AT TIMES like these, there are great dangers.
Hyperbole stalks the land.
There is talk of civil war.
Unborn generations are being invoked as the benefactors or debtors of what will unfold.
No conversation, no broadcast, no newsprint is safe from the hype machine. It is, to batter a cliche, a time to stand up and be counted.
We refer to today's game of rugby football involving the provinces of Leinster and Munster.
Wait! Don't leave the column yet.
This is not about sport. It's much more important than that.
To the winner of today's gladiatorial clash goes a place in the final of the European Cup, better known as the Heineken Cup. But the game is about primal repositories rather than passage to some mickey mouse final. It's about pride. It's about a way of life. It's about us and them. It stretches all the way back to those who took the soup and those who refused to yield.
There are two great dangers surrounding today's game. One is to exaggerate its significance. The other is to retreat into stereotypes when assessing the character of the respective provinces. This column pledges to gird itself against falling into either spurious pit.
The Leinster fan, better known as The Ladyboy, is a waste of space. This is no reflection on the geographic patch that encompasses the province, for the Ladyboy is exclusively drawn from the south of city and county Dublin. She attended one of the male-only fee-paying schools therein. She talks through her nose as if, perchance, there is something unpleasant lodged in her rear passage. She is a boorish bore.
She is Ross O'Carroll Kelly without the foibles and frailties that render Ross human.

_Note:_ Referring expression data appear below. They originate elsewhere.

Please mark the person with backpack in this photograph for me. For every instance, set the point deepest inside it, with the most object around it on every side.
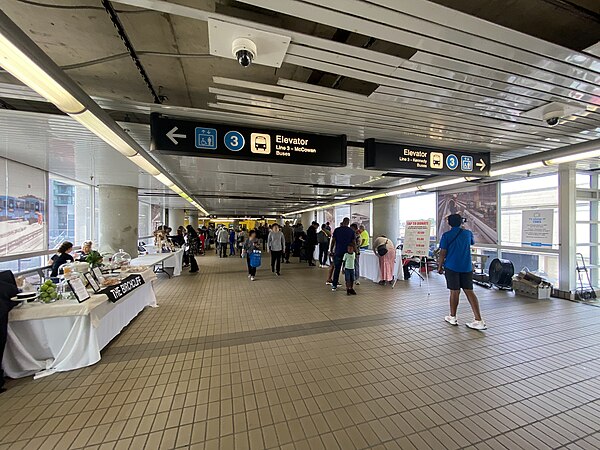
(455, 263)
(250, 246)
(323, 238)
(386, 253)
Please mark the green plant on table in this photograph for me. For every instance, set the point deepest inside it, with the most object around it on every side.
(94, 259)
(48, 292)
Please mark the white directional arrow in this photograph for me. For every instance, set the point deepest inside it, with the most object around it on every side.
(171, 135)
(481, 164)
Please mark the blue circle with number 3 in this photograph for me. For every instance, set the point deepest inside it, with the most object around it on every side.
(234, 141)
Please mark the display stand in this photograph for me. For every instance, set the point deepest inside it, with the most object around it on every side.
(416, 243)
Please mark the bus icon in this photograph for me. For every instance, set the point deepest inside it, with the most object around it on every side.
(260, 143)
(436, 160)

She is heard before she is seen, and when she does hover into view, she invariably sports a school scarf, worn like those RAF fighter pilot chaps.
She is a rugby fan because the game is good for a few scoops with the guys in the clubhouse. She thinks Drico is a fine role model and that bird of his isn't half bad either.
The Ladyboy has a tolerance for ?footie" since ?Jacko's" Boys in Green came along, but she recoils from either of the bogger codes of GAA.
To top it all, her genes are suspect. When the land was ravaged and the crown forces offered bribes to those who would help the king's cause, the Ladyboy's people were first in the queue. They took the soup.
By contrast, the Munster follower . . . the term ?fan" doesn't do him justice . . . is a paragon of the stoic Gael. He is manly, moderate in habits, heroic, chivalrous, generous of spirit and brimming with integrity. His idea of intoxication is to breathe in the air that inhabits the nether regions of Paul O'Connell's left armpit. He didn't play much in his day, but he could bore for Ireland on the subject of his passion for Munster.
He is a sporting ecumenicist, having a particular fondness for hurling, the only other game to sufficiently represent the fusion of manliness and tribal instincts that light his fire. His womenfolk know their rugby, and offer opinions that are parsed and respected. They are not in attendance for window dressing, as could be said of the coiffured trophies who accompany the soup-guzzling Ladyboy to Leinster matches. Munster, in the true spirit of the Republic, is an equal opportunities rugby family.
But don't think that he is soft as a result. Fear not for his fortitude. His people resisted when the soup was being ladled out.
He looks ahead to today's game with equal dollops of excitement and trepidation.
To win would be to assert in stone that which his heart instinctively knows . . . that the Munster Gael is a superior being to the shallow Ladyboy.
To lose, however, would be to succumb to a fate worse than life without soup. The horror, the horror.
So beware this afternoon, for there will be an almighty rumble in the Dublin 4 jungle.
It will be seismic. It will be awesome.
There can be only one winner, but be assured of a single truth. It will be a game of two bores.